Posts Tagged ‘neurologiche’

L’orologio biologico e il sonno nelle patologie neurologiche

Posted by fidest press agency su sabato, 10 marzo 2018

Dichiarazione del Prof. Raffaele Ferri, Direttore Scientifico IRCCS Associazione Oasi Maria SS Onlus di Troina (EN): “L’orologio circadiano è quel meccanismo evolutivo che fa adattare la fisiologia corporea ai cicli diurni di 24 ore, influenzando un’ampia varietà di processi come le transizioni sonno/veglia, le ore dei pasti, la temperatura corporea e la secrezione ormonale. Il cervello agisce da grande direttore d’orchestra in questo complesso meccanismo di sincronizzazione. Tuttavia, a sua volta, il cervello viene influenzato dagli stimoli ambientali (luce/buio, pasti, livello del rumore, ritmi lavorativi, ecc.) per allineare il tutto alla durata del ciclo circadiano di 24 ore.

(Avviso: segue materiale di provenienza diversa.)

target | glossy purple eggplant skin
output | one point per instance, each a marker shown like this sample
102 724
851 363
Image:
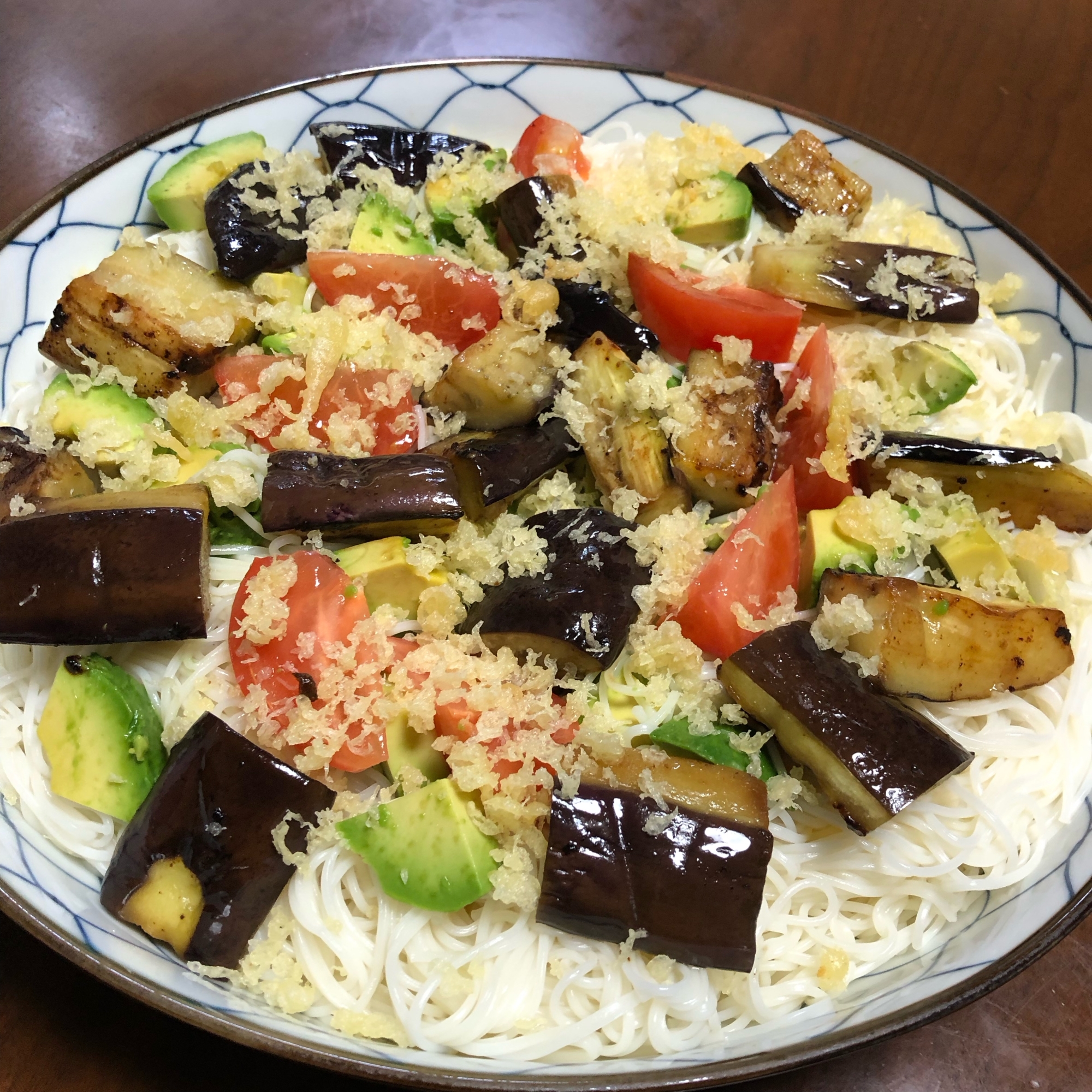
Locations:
216 806
586 310
407 152
696 889
99 577
500 466
896 754
580 609
247 243
379 496
778 207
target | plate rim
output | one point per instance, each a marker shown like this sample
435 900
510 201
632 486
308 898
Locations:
701 1075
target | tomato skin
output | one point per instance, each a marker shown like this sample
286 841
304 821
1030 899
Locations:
686 318
560 145
808 429
240 376
317 604
745 571
447 294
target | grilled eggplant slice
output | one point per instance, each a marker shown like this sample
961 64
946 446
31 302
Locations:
731 446
106 568
35 477
197 865
505 379
586 310
615 864
896 282
366 498
939 645
248 242
871 754
408 152
803 175
625 448
519 220
494 469
580 609
155 316
1019 481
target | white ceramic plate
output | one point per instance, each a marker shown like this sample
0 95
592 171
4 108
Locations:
72 230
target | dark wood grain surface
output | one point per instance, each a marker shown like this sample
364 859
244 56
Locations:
994 94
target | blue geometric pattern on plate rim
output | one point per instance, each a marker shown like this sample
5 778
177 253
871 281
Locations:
231 1015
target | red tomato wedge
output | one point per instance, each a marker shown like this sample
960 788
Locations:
354 393
456 305
808 429
550 147
317 604
685 317
759 562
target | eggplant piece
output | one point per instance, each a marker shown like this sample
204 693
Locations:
1019 481
803 175
408 152
208 826
247 242
34 476
366 498
155 316
730 448
494 469
895 282
691 883
586 310
519 220
625 448
871 754
580 609
941 646
106 568
497 383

I disordini del ritmo circadiano sonno/veglia comprendono il disordine da fase di sonno ritardata, avanzata oppure irregolare, il disordine del ritmo sonno/veglia non 24 ore, il disordine da lavoro a turno e il jet lag.I disturbi del sonno colpiscono circa 13 milioni di italiani. I principali sono: l’insonnia che, in forma più o meno grave, colpisce circa il 30% della popolazione; la sindrome delle gambe senza riposo che colpisce circa il 7%; il Disturbo Comportamentale del Sonno REM (RBD) che interessa circa il 2% della popolazione e che molto spesso anticipa di anni, a volte più di un decennio, l’insorgenza di una malattia neurodegenerativa come la Malattia di Parkinson. Molti disordini del sonno sono caratterizzati da manifestazioni motorie particolari ed importanti come la sindrome delle gambe senza riposo in cui la necessità di muovere le gambe la sera e a letto provoca un disturbo importante dell’inizio del sonno; nel disordine comportamentale in sonno REM il paziente presenta comportamenti complessi durante i quali “agisce” il contenuto del sogno concomitante, con conseguenze anche gravi per se stesso ed il partner; nella narcolessia, infine, il paziente esperimenta episodi generalmente brevi di completa perdita del tono muscolare con transitoria impossibilità a muoversi durante il giorno (cataplessia) o al risveglio (paralisi da sonno).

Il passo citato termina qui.